The LGBTQ+ movement is in a curious and uncertain position under President Trump. Decades of religious proselytising saw these minorities cast as a prime antagonist by the Republican Party, their ostensible degeneracy validating the Grand Old Party’s rhetoric of family value and its systematic breakdown.
Homophobia and transphobia are rife within the GOP establishment, and if LGBTQ+ Americans were living under, say, a President Cruz, there would be no question that their rights would be rolled thoroughly back. Trump, hardly a conservative in any sense, is a more equivocal force.
Amongst his many idiosyncrasies, Donald Trump stood out against so-called ‘moderate’ Republicans for his relatively progressive views; indeed, although he has gone back and forth, one strange truth is that he came out in support of same-sex marriage before Hillary Clinton did. Even when it was Trump’s turn to triangulate in the primaries, he has proved reluctant to attack the gains of the LGBTQ+ movement.
Although he has flirted aloud with the idea of appointing judges to overturn the landmark 2015 Supreme Court ruling on same-sex marriage, he has more frequently asserted that the issue is settled. As President-elect in November, Trump suggested that he wouldn’t make any alteration to this ruling, while simultaneously declaring his intent to overturn Roe vs. Wade.
It’s an odd juxtaposition: the once socially liberal Trump sticking to his old position on gay rights, while earlier this month proving more than willing to throw women under a bus. Trump’s position, one supposes, is a mix of pragmatism and indifference.
Trumpism is focused on flag, not faith and family. Regardless of the religious right’s heretofore integral role in Republican politics, the sleazy, thrice-married billionaire’s pitch never entailed family values. LGBTQ+ people are simply non-existent within his narrative, which is both a comfort and a worry. On Tuesday, the White House stated that they would keep in place a 2014 executive order banning anti-LGBTQ+ workplace discrimination. Yet such an order only applied to companies working with the federal government. There is no sign Trump will attain further protections. What we can expect is a freeze on progress—and a safe space for Republicans to make conservative pushbacks.

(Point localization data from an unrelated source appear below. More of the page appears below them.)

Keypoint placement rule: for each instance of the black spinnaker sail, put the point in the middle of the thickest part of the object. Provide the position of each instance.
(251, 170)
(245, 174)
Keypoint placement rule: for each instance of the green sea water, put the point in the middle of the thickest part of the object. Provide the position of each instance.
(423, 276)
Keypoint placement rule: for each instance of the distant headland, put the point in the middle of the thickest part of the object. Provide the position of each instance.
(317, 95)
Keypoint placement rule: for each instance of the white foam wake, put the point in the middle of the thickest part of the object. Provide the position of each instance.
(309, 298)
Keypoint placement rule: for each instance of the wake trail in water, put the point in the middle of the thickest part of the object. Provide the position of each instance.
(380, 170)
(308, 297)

Just this month Texan Senator Lois Kolkhorst unveiled a bill barring transgender people from using the bathroom that matches their gender when visiting government buildings. Meanwhile, Lt Gov Dan Patrick has challenged Houston’s policy of offering employees with spouses of the same sex benefits equal to traditionally married couples. Better known is the frightening prominence of Mike Pence, who has never recanted his public statements promulgating conversion therapy.
As recently as last year, Pence signed a Religious Freedom Restoration Act for Indiana which allows businesses to deny services to LGBTQ+ people. Although Trump, Bannon, and co are prioritising dehumanising and discriminating against Muslims and refugees, the fact that the Republican Party wields such ubiquitous power enables its senators and governors to pursue atavistic policymaking within the frozen limits of when Trump came to office.

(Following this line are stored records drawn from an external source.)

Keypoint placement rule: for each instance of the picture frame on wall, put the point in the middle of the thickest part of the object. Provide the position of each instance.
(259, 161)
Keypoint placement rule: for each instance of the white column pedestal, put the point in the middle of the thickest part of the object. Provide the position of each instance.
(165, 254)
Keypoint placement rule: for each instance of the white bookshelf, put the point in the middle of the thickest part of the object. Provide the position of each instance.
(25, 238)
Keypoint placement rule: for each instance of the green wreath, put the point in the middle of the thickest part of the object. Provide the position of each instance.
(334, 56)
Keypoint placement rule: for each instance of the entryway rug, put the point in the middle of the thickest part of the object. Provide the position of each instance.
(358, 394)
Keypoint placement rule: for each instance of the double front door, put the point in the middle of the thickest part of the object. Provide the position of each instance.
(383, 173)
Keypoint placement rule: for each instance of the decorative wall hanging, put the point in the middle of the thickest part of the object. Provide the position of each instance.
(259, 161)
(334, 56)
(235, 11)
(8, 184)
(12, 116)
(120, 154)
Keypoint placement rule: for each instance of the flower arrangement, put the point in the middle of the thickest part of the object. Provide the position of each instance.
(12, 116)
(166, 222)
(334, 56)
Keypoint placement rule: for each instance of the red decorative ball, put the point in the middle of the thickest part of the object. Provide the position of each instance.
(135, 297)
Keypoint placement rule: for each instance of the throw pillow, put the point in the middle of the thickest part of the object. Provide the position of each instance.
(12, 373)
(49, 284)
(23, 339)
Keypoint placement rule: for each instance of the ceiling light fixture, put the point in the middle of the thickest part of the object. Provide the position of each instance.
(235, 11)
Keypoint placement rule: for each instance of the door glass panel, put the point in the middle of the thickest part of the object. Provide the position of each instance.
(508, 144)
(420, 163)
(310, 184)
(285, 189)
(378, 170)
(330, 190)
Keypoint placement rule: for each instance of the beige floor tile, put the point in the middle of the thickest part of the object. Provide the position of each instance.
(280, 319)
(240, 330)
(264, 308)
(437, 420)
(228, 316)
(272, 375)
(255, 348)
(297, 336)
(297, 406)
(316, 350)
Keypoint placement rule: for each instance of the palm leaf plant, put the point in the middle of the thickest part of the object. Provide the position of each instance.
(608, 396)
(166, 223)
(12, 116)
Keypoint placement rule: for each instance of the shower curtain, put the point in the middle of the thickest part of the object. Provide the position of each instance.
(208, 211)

But there is hope. Trump may be adhering to the new status quo on same-sex marriage because Republicans have dared not urge its reversal: public opinion on the status of gay people and their relationships has, much like in the UK, evolved with an incredible rapidity. The media’s normalisation of LGBTQ+ individuals will continue, and it’s certain that Republicans cannot erase most of the progress made.
Nevertheless, although the impact the Trump administration has on LGBTQ+ people may be transient, there is nothing unstoppable about the movement or inevitable about progress, and work still needs to be done. Trans people in particular face a horrifying amount of stigmatisation and abuse, and President Trump will not strive to alleviate this. Collective action must be the response.